Ketika Rumah Jadi Kuburan
"Dan demikianlah Kami wahyukan kepadamu ruh (Al-Qur'an)
dengan perintah Kami. Sebelumnya kamu tidaklah mengetahui apakah
Al-Kitab (Al-Qur'an) dan tidak pula mengetahui apakah iman itu, tetapi
Kami menjadikan Al-Qur'an itu cahaya, yang Kami tunjuki dengan dia siapa
yang Kami kehendaki di antara hamba-hamba Kami dan sesungguhnya kamu
benar-benar memberi petunjuk kepada jalan yang lurus." (QS Asy Syuura [42]: 52)
Pernahkah Anda membayangkan, ternyata
ada manusia yang telah 'mati' sebelum mati yang sesungguhnya? Ada
manusia yang tak lebih seperti seonggok daging yang berjalan di muka
bumi tanpa ruh. Jika model manusia seperti ini berkumpul dalam
suatu keluarga, maka terwujudlah potret keluarga kuburan. Siapakah
manusia hidup bak 'mayit' yang bergentayangan di jagat raya? Ayat di
atas menyinggung model manusia tersebut.
Al-Qur'an adalah ruh
Al-Qur'an memiliki begitu banyak nama
yang menunjukkan nilai, karakter dan keagungannya. Misalnya Adz Dzikr,
pengingat (QS Al Hijr [15]: 9), Al Kitab (QS Al Baqarah [2]: 2), Al
Huda, petunjuk (QS Al Baqarah [2]: 185), Al Furqan, pembeda (QS Al
Furqan [25]: 1), An Nur, cahaya (QS Al Maaidah [5]: 15-16), Ar Rahmah,
rahmat (QS Yunus [10]: 57), Asy Syifaa', penyembuh/obat (QS Yunus [10]:
57), Al Haq, kebenaran (QS Al Baqarah [2]: 147), Al Bayaan, penjelasan
(QS Ali 'Imran [3]: 138), Al Mau'izhah, pelajaran (QS Ali 'Imran [3]:
138).
Ayat ke 52 surat Asy Syuura di atas
menjelaskan bahwa salah satu nama Al-Qur'an adalah ruh. Begitulah
pendapat kebanyakan ulama tafsir, ketika menafsirkan ayat tersebut.

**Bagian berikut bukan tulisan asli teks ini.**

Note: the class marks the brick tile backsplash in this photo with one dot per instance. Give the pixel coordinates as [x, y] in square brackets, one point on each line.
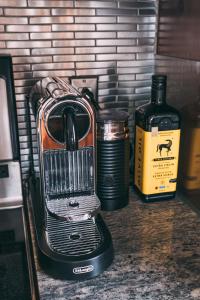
[113, 39]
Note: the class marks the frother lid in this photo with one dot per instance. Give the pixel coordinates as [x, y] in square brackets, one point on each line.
[111, 115]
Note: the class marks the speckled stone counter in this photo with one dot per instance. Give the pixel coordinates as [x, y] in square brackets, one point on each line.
[157, 257]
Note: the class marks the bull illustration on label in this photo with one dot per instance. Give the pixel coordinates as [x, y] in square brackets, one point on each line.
[166, 146]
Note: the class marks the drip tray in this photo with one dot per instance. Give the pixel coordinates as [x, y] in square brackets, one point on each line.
[73, 239]
[73, 209]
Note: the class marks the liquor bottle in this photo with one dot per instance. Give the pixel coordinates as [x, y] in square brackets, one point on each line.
[157, 139]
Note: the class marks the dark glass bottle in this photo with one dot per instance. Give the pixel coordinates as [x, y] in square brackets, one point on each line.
[157, 139]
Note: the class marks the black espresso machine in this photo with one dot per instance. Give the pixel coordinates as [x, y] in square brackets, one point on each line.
[73, 240]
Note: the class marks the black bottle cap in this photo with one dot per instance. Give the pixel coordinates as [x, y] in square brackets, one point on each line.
[158, 92]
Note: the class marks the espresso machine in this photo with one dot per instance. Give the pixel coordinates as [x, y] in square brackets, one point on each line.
[72, 238]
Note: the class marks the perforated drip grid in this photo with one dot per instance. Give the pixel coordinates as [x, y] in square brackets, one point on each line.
[73, 239]
[73, 208]
[68, 171]
[69, 184]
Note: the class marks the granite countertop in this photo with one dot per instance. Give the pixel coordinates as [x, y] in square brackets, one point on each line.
[157, 256]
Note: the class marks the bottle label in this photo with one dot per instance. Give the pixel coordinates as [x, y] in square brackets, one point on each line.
[156, 160]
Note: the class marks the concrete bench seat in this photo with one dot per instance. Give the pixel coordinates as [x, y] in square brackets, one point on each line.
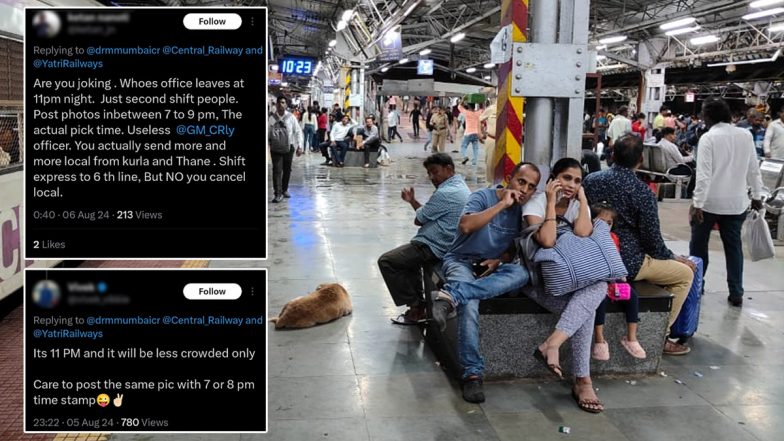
[511, 326]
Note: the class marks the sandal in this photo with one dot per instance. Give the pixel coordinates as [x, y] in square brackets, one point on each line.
[553, 368]
[588, 405]
[633, 348]
[601, 351]
[409, 318]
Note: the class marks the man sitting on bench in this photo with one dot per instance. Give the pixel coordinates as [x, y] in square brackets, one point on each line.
[491, 221]
[438, 220]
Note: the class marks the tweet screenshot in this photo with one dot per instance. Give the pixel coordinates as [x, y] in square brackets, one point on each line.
[145, 351]
[145, 132]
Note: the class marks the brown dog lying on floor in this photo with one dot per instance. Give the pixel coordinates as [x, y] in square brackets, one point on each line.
[328, 302]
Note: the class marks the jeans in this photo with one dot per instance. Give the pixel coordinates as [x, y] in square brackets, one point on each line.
[729, 230]
[402, 271]
[467, 291]
[281, 171]
[472, 139]
[309, 134]
[338, 152]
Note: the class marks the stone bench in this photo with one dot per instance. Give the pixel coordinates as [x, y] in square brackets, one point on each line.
[511, 326]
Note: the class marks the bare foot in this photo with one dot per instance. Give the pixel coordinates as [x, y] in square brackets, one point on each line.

Tentang tafsir ayat di atas, Syaikhul Mufassirin
(guru pakar tafsir), Imam Ibnu Jarir Ath Thabari (w 310 H), mengatakan,
"Sebagaimana Kami memberi wahyu kepada para rasul Kami (sebelumnya),
Kami juga wahyukan kepadamu wahai Muhammad, Al-Qur'an ini yang merupakan ruh dengan perintah Kami" (Tafsir Ath Thabari
XI/163, Daar Al Kutub Al 'Ilmiyah, Beirut Lebanon, cet.I, 1412 H/1996
M). Pendapat ini, yakni ruh di dalam ayat tersebut adalah Al-Qur'an
diamini oleh Imam Ibnu Katsir (Tafsir Ibnu Katsir IV/409).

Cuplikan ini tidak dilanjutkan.